Question

Let ABCD be a square such that vertices A,B,C,D lie on circles $x^2+y^2-2x-2y+1=0$, $x^2+y^2+2x-2y+1=0$, $x^2+y^2+2x+2y+1=0$ and $x^2+y^2-2x+2y+1=0$ respectively with centre of square being origin and sides are parallel to coordinate axes. The length of the side of such a square can be

• A. $2-\sqrt{2}$
• B. $2+\sqrt{2}$
• C. $3-\sqrt{3}$
• D. $3+\sqrt{3}$

Answer 1

Answer: (A), (B)

$2+\sqrt{2}$
$2-\sqrt{2}$

There will be two squares possible.
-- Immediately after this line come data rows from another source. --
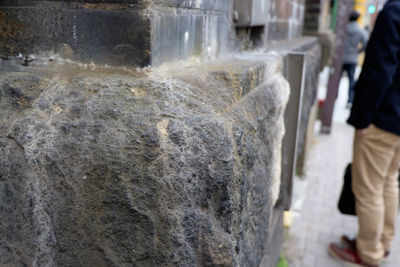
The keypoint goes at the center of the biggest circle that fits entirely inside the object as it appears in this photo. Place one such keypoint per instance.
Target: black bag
(346, 203)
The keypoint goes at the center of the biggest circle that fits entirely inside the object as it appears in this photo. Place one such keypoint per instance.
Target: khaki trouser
(375, 171)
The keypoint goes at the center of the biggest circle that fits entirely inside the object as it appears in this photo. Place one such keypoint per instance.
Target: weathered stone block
(84, 33)
(158, 169)
(129, 33)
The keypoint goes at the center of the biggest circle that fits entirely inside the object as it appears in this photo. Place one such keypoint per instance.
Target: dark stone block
(86, 34)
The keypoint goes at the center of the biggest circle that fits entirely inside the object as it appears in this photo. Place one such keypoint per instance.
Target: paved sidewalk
(317, 221)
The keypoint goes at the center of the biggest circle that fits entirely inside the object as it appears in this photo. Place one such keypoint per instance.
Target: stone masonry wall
(159, 168)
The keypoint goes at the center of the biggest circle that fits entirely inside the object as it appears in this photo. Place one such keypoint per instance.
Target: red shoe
(348, 256)
(351, 243)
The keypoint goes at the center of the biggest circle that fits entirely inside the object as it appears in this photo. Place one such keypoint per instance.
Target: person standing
(356, 41)
(376, 152)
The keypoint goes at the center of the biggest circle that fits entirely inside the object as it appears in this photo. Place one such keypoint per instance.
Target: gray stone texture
(159, 168)
(114, 34)
(137, 33)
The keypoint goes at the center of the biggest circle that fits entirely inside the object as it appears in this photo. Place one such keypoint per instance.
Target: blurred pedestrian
(376, 153)
(356, 40)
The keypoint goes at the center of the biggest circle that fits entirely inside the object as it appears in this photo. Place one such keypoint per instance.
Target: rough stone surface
(115, 34)
(138, 33)
(164, 168)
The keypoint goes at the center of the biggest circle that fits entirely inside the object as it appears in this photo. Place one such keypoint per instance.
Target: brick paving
(317, 221)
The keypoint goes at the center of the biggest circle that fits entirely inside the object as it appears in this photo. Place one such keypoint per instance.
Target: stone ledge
(167, 168)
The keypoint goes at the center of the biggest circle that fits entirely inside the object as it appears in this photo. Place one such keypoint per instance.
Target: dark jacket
(377, 98)
(354, 37)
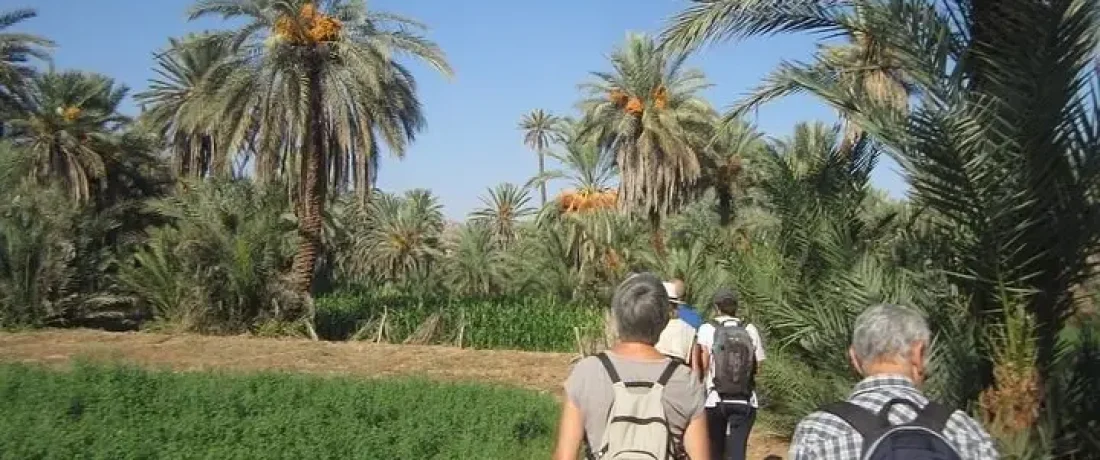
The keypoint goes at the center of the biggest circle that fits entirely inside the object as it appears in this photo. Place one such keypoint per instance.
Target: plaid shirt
(824, 436)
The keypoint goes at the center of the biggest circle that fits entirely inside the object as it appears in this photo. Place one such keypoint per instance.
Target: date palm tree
(734, 146)
(17, 51)
(503, 207)
(646, 111)
(178, 103)
(540, 130)
(318, 86)
(584, 165)
(861, 65)
(70, 126)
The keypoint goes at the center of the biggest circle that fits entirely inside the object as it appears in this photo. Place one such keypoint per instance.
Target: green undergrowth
(516, 324)
(97, 412)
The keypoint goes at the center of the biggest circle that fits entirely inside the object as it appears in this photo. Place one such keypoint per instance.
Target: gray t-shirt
(590, 387)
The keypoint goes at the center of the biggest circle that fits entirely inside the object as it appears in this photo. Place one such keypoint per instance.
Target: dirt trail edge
(543, 372)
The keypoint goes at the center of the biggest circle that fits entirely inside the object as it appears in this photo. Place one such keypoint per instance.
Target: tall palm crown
(505, 205)
(725, 160)
(540, 129)
(864, 65)
(589, 168)
(17, 50)
(316, 86)
(646, 111)
(179, 99)
(70, 126)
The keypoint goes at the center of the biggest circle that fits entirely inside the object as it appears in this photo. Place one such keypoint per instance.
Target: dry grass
(543, 372)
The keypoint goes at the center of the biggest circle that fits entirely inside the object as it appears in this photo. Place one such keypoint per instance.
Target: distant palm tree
(403, 239)
(179, 101)
(17, 50)
(589, 168)
(317, 87)
(505, 205)
(648, 113)
(69, 124)
(725, 162)
(474, 263)
(540, 129)
(865, 65)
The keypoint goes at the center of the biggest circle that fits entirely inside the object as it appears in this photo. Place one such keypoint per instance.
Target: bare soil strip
(543, 372)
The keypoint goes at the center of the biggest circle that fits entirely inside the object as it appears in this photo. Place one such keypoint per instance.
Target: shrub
(125, 413)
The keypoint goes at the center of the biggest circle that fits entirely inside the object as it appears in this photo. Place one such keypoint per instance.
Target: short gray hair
(640, 308)
(888, 331)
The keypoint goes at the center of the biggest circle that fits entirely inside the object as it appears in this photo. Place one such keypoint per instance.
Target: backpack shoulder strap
(669, 370)
(865, 422)
(934, 416)
(611, 369)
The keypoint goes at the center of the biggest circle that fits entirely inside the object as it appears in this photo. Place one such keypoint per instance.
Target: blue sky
(509, 57)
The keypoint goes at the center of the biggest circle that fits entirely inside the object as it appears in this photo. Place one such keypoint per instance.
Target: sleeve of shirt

The smaller square will have all 4 vertices lying on the smaller circle which touches the four circles. The bigger square will have the vertices lying on the bigger circle which touches the 4 circles.
Refer to the figure.
For the bigger circle,
$OA=\sqrt{2}+1=\frac{d}{2}$
$d=2\sqrt{2}+2$
($d$ is the length of the diagonal of the bigger square)
Side $=\frac{2\sqrt{2}+2}{\sqrt{2}}=2+\sqrt{2}$
For the smaller circle,
$O{A}^{\prime }=\sqrt{2}-1=\frac{d^{\prime }}{2}$
$d^{\prime }=2\sqrt{2}-2$
($d^{\prime }$ is the length of the diagonal of the smaller square)
Side $=\frac{2\sqrt{2}-2}{\sqrt{2}}=2-\sqrt{2}$
Hence, options 'A' and 'B' are correct.